I know the makeover was done out of love, and yet… The charm of “E.T.” was essentially not high-tech but retro. I would have cleaned up the negative; everything else I’d leave alone. You shouldn’t mess with a miracle.

1982: “E.T.” stands securely in the company of some classic children’s stories, from “Peter Pan” to “The Wonderful Wizard of Oz.” With the crucial help of Screenwriter Melissa Mathison… Spielberg has infused comic and dramatic tension into a story in which, one comes to realize, there are no villains. Everyone is nice, and the conflict comes from a taffy-pull between good and greater good. The conflict is achingly strong, its resolution euphoric.

2002: “E.T.” was the closing night film at the Cannes festival that year, and Spielberg came to town with Mathison, her beau Harrison Ford (did you know he plays the biology teacher?) and producer Kathleen Kennedy. He seemed delighted with the TIME story, though at the last minute a photo of Steven and E.T. staring at each other was pulled from the cover because Margaret Thatcher had invaded the Falklands. At the end of the year, when E.T. was a runner-up for TIME’s Man of the Year, I asked Ray Cave if, in retrospect, the movie wasn’t more important than the war. He smiled grimly. (Mathison in EW: “I say this with all modesty: Which do you really remember, the Falkland war, or ‘E.T.’?)

That night, the film played in the Palais du Festival — the last movie to be shown there before it was torn down, to be replaced by a giant slab down the Croisette.

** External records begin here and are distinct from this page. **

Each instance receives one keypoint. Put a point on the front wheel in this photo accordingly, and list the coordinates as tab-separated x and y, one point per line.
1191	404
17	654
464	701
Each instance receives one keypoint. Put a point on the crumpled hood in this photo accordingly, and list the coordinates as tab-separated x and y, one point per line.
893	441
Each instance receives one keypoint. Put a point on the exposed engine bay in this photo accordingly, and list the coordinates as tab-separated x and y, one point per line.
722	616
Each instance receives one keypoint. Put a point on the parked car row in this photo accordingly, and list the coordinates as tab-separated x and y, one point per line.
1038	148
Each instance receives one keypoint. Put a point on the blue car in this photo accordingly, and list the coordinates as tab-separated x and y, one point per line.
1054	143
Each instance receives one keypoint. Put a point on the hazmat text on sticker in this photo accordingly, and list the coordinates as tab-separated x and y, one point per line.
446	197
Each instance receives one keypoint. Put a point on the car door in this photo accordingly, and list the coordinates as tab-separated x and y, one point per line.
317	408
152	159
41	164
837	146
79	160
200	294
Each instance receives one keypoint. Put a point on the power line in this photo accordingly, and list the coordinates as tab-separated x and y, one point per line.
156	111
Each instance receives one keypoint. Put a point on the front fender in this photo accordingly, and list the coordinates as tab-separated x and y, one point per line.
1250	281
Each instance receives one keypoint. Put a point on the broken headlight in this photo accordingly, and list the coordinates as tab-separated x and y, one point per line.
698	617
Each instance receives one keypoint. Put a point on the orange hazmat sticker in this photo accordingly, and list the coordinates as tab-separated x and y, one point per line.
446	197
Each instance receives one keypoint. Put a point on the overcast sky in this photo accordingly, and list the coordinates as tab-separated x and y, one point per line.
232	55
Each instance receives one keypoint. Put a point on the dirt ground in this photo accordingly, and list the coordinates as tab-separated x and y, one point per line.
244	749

That old Palais was a cathedral of cinema, and, that night, the 2,300 film professionals and town dignitaries became a community, in shared love of a little film by the kid from the American suburbs.

At the end, E.T. stands inside the spaceship door, his heart pulsing red as the door irises into a close. The heart of the audience must have been glowing too, for at that moment, the audience began to applaud as one. The clapping continued, ever more warmly, through the reaction shots of the family, through the ascension of that Victorian Christmas-ornament spacecraft and the rainbow it makes (one last crescent) as it zips into the night. By now the Palais and all in it were levitating with the mother ship. A final shot of Elliott, staring into the camera with love, pride and loss — and cut to black. With this, the applause exploded into cheers. Spielberg and Co. stood up in the first row of the balcony to accept and share the rapture. I have the feeling, still in my heart, that it went on all night.

Once we were young, and films were beautiful.